Redistribution and use in source and binary forms, with or without modification, are permitted provided that the following conditions are met:
Redistributions of source code must retain the above copyright notice, this list of conditions and the following disclaimer.
Redistributions in binary form must reproduce the above copyright notice, this list of conditions and the following disclaimer in the documentation and/or other materials provided with the distribution.
Neither the name of the copyright holder nor the names of its contributors may be used to endorse or promote products derived from this software without specific prior written permission.

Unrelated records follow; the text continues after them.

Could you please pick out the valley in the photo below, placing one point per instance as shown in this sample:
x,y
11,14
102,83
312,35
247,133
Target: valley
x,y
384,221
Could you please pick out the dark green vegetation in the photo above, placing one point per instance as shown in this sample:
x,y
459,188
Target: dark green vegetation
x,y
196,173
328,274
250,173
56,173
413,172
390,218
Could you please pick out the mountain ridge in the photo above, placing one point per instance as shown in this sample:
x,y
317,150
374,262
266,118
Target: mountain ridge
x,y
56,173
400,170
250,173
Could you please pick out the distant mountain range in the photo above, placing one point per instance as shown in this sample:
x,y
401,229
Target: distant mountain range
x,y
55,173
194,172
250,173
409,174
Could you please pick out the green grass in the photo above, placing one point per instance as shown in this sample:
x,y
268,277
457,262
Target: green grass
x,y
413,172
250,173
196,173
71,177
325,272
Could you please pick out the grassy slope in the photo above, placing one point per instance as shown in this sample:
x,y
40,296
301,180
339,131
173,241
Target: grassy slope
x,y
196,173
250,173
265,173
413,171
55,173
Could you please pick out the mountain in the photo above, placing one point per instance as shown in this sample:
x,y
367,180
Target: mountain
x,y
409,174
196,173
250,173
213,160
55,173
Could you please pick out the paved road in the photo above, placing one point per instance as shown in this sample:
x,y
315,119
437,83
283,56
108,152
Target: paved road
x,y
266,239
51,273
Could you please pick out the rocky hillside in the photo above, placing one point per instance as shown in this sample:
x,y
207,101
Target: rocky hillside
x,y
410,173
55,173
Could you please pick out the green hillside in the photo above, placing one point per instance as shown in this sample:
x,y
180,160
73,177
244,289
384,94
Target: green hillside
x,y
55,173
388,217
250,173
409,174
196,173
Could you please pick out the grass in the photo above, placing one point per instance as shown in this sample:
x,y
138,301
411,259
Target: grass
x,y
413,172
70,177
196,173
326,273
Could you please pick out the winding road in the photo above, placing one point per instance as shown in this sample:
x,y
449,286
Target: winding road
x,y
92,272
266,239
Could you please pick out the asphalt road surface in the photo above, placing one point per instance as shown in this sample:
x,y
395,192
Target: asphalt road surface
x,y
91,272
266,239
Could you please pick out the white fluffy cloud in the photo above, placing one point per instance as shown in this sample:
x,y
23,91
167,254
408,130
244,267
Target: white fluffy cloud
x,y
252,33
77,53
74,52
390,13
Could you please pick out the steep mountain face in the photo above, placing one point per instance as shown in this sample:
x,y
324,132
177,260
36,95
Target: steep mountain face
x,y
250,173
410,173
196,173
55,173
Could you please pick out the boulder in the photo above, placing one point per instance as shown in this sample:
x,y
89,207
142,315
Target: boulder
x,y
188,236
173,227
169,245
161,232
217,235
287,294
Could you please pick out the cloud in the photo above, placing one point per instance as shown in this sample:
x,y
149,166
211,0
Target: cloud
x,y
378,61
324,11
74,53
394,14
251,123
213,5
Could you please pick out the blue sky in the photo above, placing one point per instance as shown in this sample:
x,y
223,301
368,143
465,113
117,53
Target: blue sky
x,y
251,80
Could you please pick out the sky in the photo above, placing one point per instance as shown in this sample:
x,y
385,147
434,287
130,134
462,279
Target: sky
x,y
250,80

THIS SOFTWARE IS PROVIDED BY THE COPYRIGHT HOLDERS AND CONTRIBUTORS “AS IS” AND ANY EXPRESS OR IMPLIED WARRANTIES, INCLUDING, BUT NOT LIMITED TO, THE IMPLIED WARRANTIES OF MERCHANTABILITY AND FITNESS FOR A PARTICULAR PURPOSE ARE DISCLAIMED. IN NO EVENT SHALL THE COPYRIGHT HOLDER OR CONTRIBUTORS BE LIABLE FOR ANY DIRECT, INDIRECT, INCIDENTAL, SPECIAL, EXEMPLARY, OR CONSEQUENTIAL DAMAGES (INCLUDING, BUT NOT LIMITED TO, PROCUREMENT OF SUBSTITUTE GOODS OR SERVICES; LOSS OF USE, DATA, OR PROFITS; OR BUSINESS INTERRUPTION) HOWEVER CAUSED AND ON ANY THEORY OF LIABILITY, WHETHER IN CONTRACT, STRICT LIABILITY, OR TORT (INCLUDING NEGLIGENCE OR OTHERWISE) ARISING IN ANY WAY OUT OF THE USE OF THIS SOFTWARE, EVEN IF ADVISED OF THE POSSIBILITY OF SUCH DAMAGE.